Campbell & Co. Gets Bigger

Trend follower Campbell and Co. seems to be exploding with new money to manage. A recent headline offered:

“The [Campbell] Large program added more than $900 million in February alone and more than $2.6 billion in the 12-month period. Assets in the program have more than quadrupled since February 2000 without missing a beat in terms of performance.”

Investors have poured money into trend following money managers in the last few years. The pension funds that manage Middle America’s retirement accounts finally seem to see the need for a buy and hold alternative.

CATO White Paper: Long Term Capital Management

Governments should not rescue bad traders. Kevin Dowd offered great insight on the Long Term Capital Management blowout. Dowd has a certain Ayn Randesque view. I always found it interesting that Alan Greenspan, a supposed Ayn Rand supporter, led the bailout.

Short-Term Trading: Roy Niederhoffer

Some professional short-term traders have raised some serious money and made nice performance in the last two years. Roy Niederhoffer trades short-term trading systems and has done so for some time.

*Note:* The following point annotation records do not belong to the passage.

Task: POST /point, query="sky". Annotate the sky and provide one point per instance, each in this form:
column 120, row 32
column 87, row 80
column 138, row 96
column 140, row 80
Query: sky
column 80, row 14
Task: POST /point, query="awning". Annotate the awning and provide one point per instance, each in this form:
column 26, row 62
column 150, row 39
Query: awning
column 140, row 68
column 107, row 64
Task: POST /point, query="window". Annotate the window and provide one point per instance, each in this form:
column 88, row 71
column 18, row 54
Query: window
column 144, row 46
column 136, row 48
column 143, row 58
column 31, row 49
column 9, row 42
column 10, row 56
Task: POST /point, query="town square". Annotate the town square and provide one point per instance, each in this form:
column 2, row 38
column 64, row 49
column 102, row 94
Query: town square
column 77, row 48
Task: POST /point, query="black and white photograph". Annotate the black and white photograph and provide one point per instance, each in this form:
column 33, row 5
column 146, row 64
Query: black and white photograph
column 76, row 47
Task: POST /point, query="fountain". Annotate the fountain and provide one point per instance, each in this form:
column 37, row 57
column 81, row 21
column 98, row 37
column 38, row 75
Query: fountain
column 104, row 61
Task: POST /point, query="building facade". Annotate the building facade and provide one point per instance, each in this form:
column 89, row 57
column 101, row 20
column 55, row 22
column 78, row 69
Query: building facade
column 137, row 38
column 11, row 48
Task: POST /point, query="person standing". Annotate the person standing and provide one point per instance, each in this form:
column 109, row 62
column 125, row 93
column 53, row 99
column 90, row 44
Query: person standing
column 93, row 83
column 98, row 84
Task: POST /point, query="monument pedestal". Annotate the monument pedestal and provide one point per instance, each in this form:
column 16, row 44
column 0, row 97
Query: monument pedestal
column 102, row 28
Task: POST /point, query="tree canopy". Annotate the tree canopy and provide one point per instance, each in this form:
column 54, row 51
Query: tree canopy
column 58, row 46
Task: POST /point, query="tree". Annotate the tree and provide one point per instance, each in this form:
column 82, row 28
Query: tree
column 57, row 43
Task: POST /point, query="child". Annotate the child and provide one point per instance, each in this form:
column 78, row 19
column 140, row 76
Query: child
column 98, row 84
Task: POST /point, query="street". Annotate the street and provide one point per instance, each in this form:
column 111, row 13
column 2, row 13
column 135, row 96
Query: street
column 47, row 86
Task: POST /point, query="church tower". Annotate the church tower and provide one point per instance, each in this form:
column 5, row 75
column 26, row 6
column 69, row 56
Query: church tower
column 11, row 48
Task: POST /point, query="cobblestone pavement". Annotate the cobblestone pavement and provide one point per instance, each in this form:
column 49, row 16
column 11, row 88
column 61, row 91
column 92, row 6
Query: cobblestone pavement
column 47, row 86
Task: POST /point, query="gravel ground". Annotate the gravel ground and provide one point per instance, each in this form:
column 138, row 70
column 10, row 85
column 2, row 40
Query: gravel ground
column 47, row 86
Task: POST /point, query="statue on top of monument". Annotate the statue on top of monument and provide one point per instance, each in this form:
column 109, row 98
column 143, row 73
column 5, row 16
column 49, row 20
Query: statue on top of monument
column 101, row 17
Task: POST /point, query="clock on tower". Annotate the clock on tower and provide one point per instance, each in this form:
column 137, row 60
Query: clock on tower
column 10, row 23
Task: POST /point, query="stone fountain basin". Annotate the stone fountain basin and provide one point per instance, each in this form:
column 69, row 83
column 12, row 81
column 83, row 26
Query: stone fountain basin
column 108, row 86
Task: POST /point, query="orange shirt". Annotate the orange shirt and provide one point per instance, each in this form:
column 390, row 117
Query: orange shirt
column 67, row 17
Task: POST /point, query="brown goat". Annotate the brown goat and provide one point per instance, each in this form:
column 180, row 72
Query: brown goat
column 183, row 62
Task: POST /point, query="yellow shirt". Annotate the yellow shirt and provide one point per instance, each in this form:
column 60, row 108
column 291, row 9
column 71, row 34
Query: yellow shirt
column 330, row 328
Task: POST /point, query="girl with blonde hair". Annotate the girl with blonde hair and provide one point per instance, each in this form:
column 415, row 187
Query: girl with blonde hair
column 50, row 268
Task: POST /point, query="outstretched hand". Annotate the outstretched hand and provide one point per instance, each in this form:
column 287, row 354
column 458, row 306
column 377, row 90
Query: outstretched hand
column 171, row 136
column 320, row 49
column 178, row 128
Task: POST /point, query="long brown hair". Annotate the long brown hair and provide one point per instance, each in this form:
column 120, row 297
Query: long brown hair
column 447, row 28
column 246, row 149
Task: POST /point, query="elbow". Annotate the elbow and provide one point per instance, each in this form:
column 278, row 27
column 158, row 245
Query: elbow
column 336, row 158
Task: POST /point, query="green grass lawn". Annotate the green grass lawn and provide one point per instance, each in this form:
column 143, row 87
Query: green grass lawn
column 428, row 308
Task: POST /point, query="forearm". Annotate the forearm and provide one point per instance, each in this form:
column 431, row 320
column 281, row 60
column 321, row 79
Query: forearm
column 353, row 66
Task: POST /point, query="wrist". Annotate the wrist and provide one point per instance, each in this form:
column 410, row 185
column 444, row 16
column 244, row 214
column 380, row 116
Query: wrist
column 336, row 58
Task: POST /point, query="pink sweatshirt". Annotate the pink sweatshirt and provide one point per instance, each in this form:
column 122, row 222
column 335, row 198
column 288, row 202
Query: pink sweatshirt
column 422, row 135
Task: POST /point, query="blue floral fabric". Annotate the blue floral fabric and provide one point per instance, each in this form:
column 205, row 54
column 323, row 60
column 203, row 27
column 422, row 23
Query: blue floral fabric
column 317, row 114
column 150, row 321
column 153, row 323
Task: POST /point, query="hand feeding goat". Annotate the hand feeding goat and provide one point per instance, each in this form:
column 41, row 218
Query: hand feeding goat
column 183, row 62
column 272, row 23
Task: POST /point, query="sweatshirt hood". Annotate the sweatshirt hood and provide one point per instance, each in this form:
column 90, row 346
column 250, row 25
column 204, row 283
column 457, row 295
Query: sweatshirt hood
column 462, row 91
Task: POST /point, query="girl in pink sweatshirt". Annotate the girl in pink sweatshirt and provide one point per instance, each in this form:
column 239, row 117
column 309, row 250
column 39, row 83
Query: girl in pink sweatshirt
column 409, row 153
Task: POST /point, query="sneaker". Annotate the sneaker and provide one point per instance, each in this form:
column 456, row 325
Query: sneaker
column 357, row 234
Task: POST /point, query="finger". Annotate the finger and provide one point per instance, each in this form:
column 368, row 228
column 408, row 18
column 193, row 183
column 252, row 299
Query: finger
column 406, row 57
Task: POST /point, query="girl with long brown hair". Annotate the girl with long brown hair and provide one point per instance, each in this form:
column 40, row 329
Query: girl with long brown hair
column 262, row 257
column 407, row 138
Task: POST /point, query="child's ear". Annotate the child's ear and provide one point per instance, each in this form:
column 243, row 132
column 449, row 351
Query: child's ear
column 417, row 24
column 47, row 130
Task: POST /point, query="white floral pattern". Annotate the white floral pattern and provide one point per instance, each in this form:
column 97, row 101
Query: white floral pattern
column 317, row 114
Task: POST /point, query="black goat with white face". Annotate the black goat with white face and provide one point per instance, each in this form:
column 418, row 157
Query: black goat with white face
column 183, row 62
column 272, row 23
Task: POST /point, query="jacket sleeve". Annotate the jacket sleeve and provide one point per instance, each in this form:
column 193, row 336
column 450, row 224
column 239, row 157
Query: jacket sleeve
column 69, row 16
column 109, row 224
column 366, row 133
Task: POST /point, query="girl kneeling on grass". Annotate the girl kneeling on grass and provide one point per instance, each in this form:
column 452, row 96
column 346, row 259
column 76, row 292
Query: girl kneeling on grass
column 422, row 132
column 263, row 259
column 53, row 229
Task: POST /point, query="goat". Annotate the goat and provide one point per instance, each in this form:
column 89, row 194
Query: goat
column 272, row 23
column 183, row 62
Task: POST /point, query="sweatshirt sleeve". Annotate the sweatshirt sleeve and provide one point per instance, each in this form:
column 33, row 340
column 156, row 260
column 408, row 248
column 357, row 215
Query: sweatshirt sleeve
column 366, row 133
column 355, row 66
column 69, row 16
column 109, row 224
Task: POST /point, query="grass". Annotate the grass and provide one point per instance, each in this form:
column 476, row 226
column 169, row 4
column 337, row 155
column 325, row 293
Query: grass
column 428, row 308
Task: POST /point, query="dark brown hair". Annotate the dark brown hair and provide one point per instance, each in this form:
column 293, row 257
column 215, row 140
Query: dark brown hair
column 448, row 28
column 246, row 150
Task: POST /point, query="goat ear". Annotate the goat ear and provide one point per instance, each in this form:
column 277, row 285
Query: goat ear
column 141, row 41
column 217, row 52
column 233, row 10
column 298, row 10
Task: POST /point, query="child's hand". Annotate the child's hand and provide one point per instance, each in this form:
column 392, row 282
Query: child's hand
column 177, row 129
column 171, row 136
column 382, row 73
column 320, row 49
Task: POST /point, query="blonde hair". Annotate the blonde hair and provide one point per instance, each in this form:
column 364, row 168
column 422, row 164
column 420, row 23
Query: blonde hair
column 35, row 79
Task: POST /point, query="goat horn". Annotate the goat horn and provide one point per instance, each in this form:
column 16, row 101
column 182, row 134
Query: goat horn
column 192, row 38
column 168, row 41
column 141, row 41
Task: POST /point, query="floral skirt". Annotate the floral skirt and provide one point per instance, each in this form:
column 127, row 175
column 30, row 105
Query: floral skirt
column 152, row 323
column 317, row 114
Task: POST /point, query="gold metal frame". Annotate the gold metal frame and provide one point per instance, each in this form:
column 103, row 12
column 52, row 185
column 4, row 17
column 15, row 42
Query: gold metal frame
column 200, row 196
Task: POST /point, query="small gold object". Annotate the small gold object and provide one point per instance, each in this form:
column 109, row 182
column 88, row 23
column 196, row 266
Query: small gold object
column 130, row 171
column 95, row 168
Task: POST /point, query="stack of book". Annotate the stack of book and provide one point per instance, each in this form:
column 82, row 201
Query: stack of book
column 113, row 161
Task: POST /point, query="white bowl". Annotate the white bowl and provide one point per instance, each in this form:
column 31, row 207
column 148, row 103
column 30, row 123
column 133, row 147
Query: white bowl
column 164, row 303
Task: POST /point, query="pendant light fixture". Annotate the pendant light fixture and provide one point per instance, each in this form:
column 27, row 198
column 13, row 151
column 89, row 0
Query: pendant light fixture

PBS Specials on Market Scandals

The PBS specials in our resource section are must reads.

Sharpe Ratio Criticism

David Harding of trend follower Winton Capital argues for more than simple acceptance of the Sharpe ratio as the measure for assessing “risky investments”:

“The Sharpe ratio appears at first blush to reward returns (good) and penalise risks (bad). Upon closer inspection, things are not so simple. The standard deviation takes into account the distance of each return from the mean, positive or negative. By this token, large positive returns increase the perception of risk as though they could as easily be negative, which for a dynamic investment strategy may not be the case. Large positive returns are penalised, and thus the removal of the highest returns from the distribution can increase the Sharpe ratio: a case of reductio ad absurdum for Sharpe ratio as a universal measure of quality! We might suggest an improvement by considering only the negative semi-standard deviation for the denominator, a measure known as the Sortino ratio. However it still remains vital that the semi-standard deviation used is meaningful, in the sense that it is calculated from a sufficiently well-understood return distribution, where the assumptions of stationarity and parametricity can be made.”